Au lendemain des déclarations de Toufik Makhloufi à TSA, accusant les autorités de l’avoir abandonné, Mustapha Berraf, président du Comité olympique algérien, s’explique. Il aborde également plusieurs autres sujets. Entretien.
Toufik Makhloufi a déclaré que la bourse olympique qui lui permet de financer ses stages de préparation ne lui a pas été versée et qu’il se sentait délaissé et abandonné. Qu’avez-vous à nous dire sur ce sujet, en tant que président du COA ?
Dans son cas, il ne s’agit pas d’une bourse olympique. Les athlètes de son niveau ont un budget spécial de l’État. Il y a un manque de coordination entre la Fédération d’athlétisme, les différents services concernés et lui-même.
Visiblement, il est parti aux États-Unis dans la précipitation. Il n’y a pas eu le temps nécessaire pour s’occuper de son dossier.

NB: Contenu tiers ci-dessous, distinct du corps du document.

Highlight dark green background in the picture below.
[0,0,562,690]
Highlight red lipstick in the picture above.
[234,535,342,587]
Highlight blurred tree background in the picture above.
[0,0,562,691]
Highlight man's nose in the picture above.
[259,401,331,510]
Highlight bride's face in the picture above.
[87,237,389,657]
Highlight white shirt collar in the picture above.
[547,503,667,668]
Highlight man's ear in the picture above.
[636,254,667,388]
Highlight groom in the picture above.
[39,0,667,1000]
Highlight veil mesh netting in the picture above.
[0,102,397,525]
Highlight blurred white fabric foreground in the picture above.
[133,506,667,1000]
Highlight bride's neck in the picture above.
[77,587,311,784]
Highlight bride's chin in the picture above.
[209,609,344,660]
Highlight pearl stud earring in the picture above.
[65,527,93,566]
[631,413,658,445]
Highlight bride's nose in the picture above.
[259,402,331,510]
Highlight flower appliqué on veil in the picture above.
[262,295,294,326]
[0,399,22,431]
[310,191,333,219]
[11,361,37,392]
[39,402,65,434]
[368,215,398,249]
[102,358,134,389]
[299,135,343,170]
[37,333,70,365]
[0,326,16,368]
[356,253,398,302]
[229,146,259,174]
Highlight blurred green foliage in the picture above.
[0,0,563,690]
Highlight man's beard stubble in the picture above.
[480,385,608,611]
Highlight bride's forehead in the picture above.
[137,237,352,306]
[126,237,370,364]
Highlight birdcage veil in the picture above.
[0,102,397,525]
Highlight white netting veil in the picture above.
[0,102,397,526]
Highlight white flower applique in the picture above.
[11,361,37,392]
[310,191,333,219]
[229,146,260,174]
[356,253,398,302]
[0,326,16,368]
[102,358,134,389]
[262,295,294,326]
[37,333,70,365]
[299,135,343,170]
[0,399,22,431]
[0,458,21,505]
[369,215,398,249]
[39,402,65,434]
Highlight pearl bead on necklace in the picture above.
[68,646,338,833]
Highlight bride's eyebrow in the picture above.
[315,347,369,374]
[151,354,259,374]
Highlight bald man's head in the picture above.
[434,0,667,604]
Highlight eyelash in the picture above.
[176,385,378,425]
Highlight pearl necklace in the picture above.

Concernant sa déclaration, il ne faut pas la prendre comme un cri de détresse, mais plutôt comme un appel pour régler ce problème le plus rapidement possible. J’ai eu des entretiens avec lui et je lui ai dit qu’on était prêt à rembourser toutes les factures et les dépenses engagées jusque-là. Il m’a dit qu’il allait envoyer les documents pour lui faire les transferts nécessaires mais jusqu’à cet instant, on n’a rien reçu de sa part.
Toufik Makhloufi se trouve actuellement à Los Angeles pour se préparer aux prochains championnats du monde qui doivent se tenir au mois d’août à Pékin. Bien que son dossier de sortie n’était pas prêt au moment de son départ, il a quand même pris la décision de s’envoler pour les États-Unis. On le comprend, car il ne veut pas rater les objectifs qu’il s’est fixé pour l’année en cours. Nous avons contacté la Fédération pour trouver les meilleures solutions pour ne pas perturber la préparation de l’athlète.

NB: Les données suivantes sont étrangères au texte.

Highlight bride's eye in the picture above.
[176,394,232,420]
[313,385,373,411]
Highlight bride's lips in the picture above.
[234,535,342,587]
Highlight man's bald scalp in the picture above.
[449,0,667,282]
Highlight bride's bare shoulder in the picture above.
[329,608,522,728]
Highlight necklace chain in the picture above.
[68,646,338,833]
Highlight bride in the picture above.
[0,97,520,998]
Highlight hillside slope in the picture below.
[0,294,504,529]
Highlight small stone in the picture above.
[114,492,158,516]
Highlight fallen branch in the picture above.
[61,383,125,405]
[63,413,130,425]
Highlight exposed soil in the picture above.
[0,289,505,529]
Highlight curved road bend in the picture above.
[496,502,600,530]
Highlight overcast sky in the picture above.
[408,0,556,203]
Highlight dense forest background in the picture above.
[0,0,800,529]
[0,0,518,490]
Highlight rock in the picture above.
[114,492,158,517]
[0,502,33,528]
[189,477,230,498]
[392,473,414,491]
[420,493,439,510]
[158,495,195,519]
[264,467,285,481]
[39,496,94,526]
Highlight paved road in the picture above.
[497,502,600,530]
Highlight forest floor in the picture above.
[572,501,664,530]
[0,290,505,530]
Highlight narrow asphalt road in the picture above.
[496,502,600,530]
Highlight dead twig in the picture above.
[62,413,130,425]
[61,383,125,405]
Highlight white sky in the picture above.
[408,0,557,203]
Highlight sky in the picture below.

Il faut savoir que les fédérations sont chargées d’élaborer les dossiers de sortie des athlètes et d’en assurer le suivi. En ce qui concerne Makhloufi, nous espérons que son dossier sera ficelé dans les meilleurs délais, pour lui permettre d’entamer sa saison dans les meilleures conditions. Il ne faudrait pas perdre de vue qu’il demeure notre grand espoir pour les prochains Jeux Olympiques de Rio 2016.
Justement, les Jeux Olympiques de Rio sont prévus dans moins de deux ans. Le programme des athlètes algériens est-il respecté ?
Il y a quelques retards dus essentiellement à des problèmes organiques au niveau des Fédérations et des difficultés au niveau des aspects techniques. Nous avons établi une liste des potentiels qualifiés aux Jeux Olympiques. Tous les moyens ont été donnés aux Fédérations pour que ces athlètes bénéficient des meilleures conditions de préparation.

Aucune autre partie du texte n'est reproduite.